Arzoo Raja, 13 ans, catholique vivant à Karachi, a été enlevée, convertie de force à l’islam et contrainte à épouser un musulman de 44 ans dénommé Ali Azhar.

Nasir Raza, militant des droits fondamentaux qui assiste la famille de la jeune fille, déclare à l’agence Fides : « Il s’agit du énième cas, une histoire qui se répète. Le 13 octobre, la jeune fille a été enlevé et, le même jour, convertie de force à l’islam et contrainte à un mariage islamique impunément. Arzoo Raja jouait chez elle. Elle est sortie pour aller dans un magasin et n’en est pas revenue. Après sa disparition, sa famille a déposé une plainte contre X devant les autorités de police, le 13 octobre aux alentours de 17h00 locales ».

La police a classé l’affaire sans suite : dès le lendemain, le musulman a présenté le fameux affidavit signé par l’adolescente attestant de sa libre volonté de se convertir à l’islam et de se marier, un certificat de conversion à l’islam et un certificat de mariage.

La loi pakistanaise interdit théoriquement le mariage des mineurs, mais la loi islamique le permet à partir de 13 ans pour les filles et 15 ans pour les garçons.

Un millier de jeunes chrétiennes ou hindoues sont ainsi enlevées chaque année.

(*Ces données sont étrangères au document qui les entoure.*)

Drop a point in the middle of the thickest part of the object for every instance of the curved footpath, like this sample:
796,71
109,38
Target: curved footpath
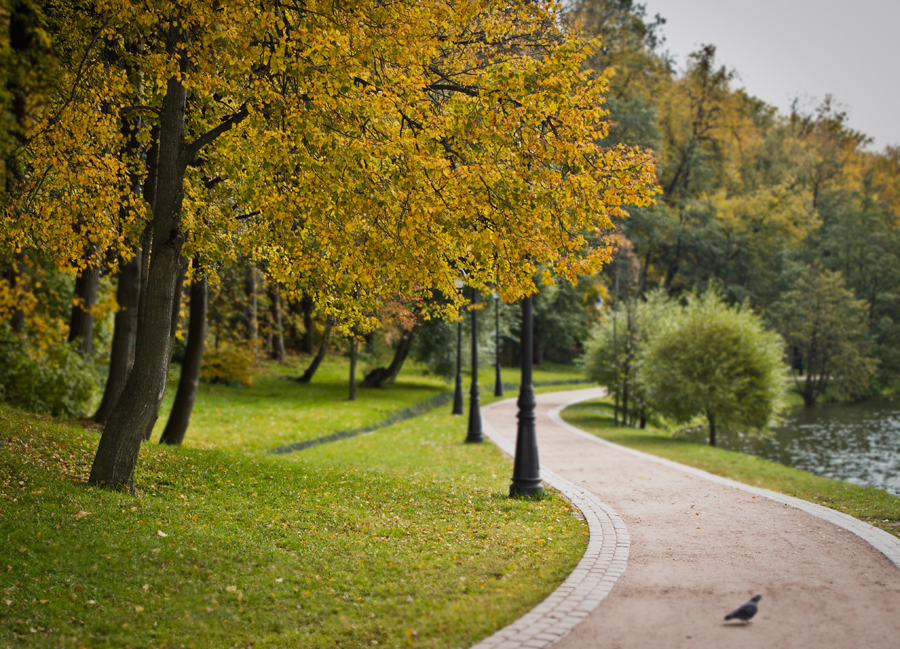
673,549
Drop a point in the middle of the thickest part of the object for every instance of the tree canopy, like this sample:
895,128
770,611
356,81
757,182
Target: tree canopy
363,151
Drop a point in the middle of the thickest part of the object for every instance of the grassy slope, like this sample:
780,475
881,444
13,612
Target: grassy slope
236,417
875,506
403,537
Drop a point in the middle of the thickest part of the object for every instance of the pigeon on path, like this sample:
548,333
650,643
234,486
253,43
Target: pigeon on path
745,612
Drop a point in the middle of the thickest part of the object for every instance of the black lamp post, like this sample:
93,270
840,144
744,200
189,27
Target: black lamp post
498,379
457,394
526,469
473,435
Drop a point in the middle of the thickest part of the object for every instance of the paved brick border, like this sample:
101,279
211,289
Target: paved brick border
887,544
603,563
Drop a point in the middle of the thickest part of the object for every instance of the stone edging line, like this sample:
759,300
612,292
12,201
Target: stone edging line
590,582
414,410
885,543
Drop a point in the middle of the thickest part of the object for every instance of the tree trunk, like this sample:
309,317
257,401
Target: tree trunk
128,292
180,416
323,349
81,323
381,376
252,312
15,272
121,359
138,407
277,327
353,346
307,343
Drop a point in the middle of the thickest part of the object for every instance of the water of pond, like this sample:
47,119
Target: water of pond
857,442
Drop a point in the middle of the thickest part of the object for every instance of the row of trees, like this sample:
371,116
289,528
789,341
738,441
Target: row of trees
361,154
792,215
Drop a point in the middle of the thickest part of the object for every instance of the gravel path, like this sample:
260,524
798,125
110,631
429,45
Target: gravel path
694,547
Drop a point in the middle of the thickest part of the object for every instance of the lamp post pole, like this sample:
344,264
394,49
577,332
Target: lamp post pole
498,379
457,393
473,434
526,480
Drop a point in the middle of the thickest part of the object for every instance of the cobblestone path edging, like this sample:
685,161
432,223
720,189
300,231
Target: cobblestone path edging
603,563
414,410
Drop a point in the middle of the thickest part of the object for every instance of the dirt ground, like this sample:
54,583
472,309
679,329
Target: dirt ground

Beaucoup de familles ne portent pas plainte, sachant que ça ne sert à rien sinon à attirer des menaces…

 

Addendum

L’affidavit présenté non par la jeune fille mais par le « mari » indique que Arzoo a 18 ans. Alors qu’il est certain qu’elle en a 13. Les avocats de la famille poursuivent donc la procédure. Mais il est déjà arrivé, et récemment, que la justice refuse de prendre en compte cette falsification… au nom de la loi islamique.